Just been reading a nice paper from Thomas Ward, @OvertonC and co on IFR estimation which seems to do a really nice job: The real-time infection hospitalisation and fatality risk across the COVID-19 pandemic in England | Nature Communications
Driven by this thread: @michaelplanknz.bsky.social on Bluesky
The Code Problem
From the methods etc, it looks like a good job, and obviously, they usually do good work. However, when I started to properly engage, I got to: “The model code can be made available on request to DataAccess@ukhsa.gov.uk.”
(I have emailed but usually these processes give you an endless run around just due to the nature of what they are and the more serious data they are usually trying to keep confidential).

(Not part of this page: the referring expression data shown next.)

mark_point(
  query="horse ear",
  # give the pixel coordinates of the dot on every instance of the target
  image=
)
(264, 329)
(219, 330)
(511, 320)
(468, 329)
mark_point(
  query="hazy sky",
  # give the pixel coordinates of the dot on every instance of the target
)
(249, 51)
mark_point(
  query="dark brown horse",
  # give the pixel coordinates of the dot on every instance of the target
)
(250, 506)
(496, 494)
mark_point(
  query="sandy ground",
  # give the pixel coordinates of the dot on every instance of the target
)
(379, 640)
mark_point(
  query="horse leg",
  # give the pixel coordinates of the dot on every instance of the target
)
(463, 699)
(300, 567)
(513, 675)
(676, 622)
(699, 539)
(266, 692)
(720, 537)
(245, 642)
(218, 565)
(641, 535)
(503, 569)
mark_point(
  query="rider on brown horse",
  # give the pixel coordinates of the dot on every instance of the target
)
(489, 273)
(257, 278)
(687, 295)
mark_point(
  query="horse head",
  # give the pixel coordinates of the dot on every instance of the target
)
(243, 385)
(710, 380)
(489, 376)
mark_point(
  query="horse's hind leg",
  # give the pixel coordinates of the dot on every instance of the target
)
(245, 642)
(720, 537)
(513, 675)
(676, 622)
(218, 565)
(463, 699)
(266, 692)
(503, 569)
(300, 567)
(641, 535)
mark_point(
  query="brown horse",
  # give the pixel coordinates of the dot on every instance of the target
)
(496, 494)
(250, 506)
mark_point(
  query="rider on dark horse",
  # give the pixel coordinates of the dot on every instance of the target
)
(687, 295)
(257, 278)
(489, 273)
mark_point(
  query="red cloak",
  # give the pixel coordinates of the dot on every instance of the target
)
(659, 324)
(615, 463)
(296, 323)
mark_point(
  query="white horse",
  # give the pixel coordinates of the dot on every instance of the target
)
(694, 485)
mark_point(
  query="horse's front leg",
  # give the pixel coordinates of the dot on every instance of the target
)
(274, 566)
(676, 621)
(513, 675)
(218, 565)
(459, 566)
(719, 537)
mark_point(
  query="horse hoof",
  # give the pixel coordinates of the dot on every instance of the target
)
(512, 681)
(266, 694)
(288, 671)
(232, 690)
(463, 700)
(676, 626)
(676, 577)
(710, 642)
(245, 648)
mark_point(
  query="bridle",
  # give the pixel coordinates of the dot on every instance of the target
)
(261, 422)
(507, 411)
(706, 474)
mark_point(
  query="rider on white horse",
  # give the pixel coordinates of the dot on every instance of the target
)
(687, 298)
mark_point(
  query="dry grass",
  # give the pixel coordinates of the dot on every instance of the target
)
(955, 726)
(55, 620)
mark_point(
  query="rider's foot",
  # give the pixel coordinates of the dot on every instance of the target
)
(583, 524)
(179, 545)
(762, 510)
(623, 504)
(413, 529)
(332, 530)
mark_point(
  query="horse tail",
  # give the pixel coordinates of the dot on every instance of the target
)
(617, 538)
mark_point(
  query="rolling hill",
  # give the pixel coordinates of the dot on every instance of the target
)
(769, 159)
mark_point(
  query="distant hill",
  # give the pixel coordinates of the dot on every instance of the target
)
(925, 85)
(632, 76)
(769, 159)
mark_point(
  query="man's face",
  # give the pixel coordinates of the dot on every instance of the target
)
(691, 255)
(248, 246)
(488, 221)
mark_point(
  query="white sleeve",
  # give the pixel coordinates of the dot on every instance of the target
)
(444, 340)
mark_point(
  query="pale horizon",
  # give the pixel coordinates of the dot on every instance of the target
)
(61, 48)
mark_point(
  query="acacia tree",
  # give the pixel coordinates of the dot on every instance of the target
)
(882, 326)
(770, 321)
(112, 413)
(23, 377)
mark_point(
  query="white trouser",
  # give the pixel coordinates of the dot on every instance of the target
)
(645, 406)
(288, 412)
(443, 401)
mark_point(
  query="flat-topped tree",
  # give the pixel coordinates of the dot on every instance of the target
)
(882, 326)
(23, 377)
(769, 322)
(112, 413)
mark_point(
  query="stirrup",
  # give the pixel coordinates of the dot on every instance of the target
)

Turns out reviewers weren’t given code either. From the review response: “There was no code to review. The data are held in safe havens for another researcher would have to apply to run the analyses in these safe havens also. Making the Stan code available for other researchers would probably be a good idea but there are sufficient…”
So no one has seen the code but this reviewer things that the methods are “sufficient”?
Most of the time if I hit this in a paper, I stop reading it and make it a point of principle to avoid citing it or recommending it to others.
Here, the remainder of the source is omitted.